15 Menit Bersama Gus Mus
Tuesday, May 30, 2017
Add Comment
(Laporan Investigasi The Memoriam Kru Majalah Muara)
Rasanya kurang adil jika tidak mengenang perjalan investigasi ini dalam
bentuk narasi panjang. Semua sketsa perjalan yang dilalui kru Majalah Muara akan
menjadi inspirasi tersendiri bagi pembaca, mengutip penulis biografi K. Bisri
Mustafa, sahabat Ahmad Zainal Huda, mensinyalir bahwa sejarah adalah bagian
dari sikap bijaksana untuk melakukan perubahan ke arah yang lebih maju—agar
kesalahan tidak terulang dua kali—justru dengan menulis manusia bisa menggali secara kritis apa yang baik
dari masa lalu (the past). Sebelumnya, kru Majalah Muara (selanjutnya
disebut “kami”) sudah mendapatkan asupin gizi berupa masukan dan
kritikan halus dari K. Muhammad Sholahuddin, M.Hum, sebagai penasehat Pondok
Pesantren Annuqayah daerah Lubangsa,
beliau banyak membimbing kami dalam alur ini lebih tepatnya proses
penerbitan Majalah Muara.
Kami punya hasrat kuat untuk sowan ke Mbah Gus Mus dalam
rangka wawancara, kendatipun wawancara bisa dilakukan melalui apa saja, bisa
lewat telepon, email, WA, atau media sosial lainya. Namun, kami tidak ingin
terjebak pada kubangan hiruk-pikuk pragmarisme teknologi yang menurut kami akan
semakin jauh dari akar tradisi kearifan masyarakat lokal, sebagaimana tema
Majalah kami hari ini, akhirnya dengan beberapa pertimbangan etis kami direstui
oleh K. Muhammad Ali Fikri untuk sowan ke Mbah Gus Mus.

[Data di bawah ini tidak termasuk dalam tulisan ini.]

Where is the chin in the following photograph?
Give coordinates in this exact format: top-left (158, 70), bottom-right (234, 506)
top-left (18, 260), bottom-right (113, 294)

Selain wawancara, pada hakikatnya adalah menyambung tali silaturrahim, sebab
kesopanan harus benar-benar dijaga, ini menyangkut etika atau moralitas (muruah
seorang santri). Berhubung kedekatan keluarga besar Annuqayah dengan
pesantren di desa Leteh, Rembang, Jawa Tengah, yang diasuh KH. Musthafa Bisri sangat
erat, maka hubungan itu harus dijaga dengan baik, secara tidak langsung invertigasi
yang dilakukan kami adalah memupuk sekaligus menyambungkan lidah para masyaikh
Annuqayah, agar hubungan emosional dan spritual tetap terawat utuh sepanjang
masa.
Memoriam perjalanan investigasi ini dilakukan
oleh Dewan Redaksi, Jamalul Muttaqin dan
Pimpinan Redaksi Majalah Muara, Misbahul Munir, berlangsung pada malam hari
(20/01/16), pukul 18.55 WIB. Kami diantar naik speda motor Kaza 3267 (speda perjuangan
PPA. Lubangsa) ke Prenduan. Sesampainya, kami naik Bus Patas dari Perenduan ke Surabaya.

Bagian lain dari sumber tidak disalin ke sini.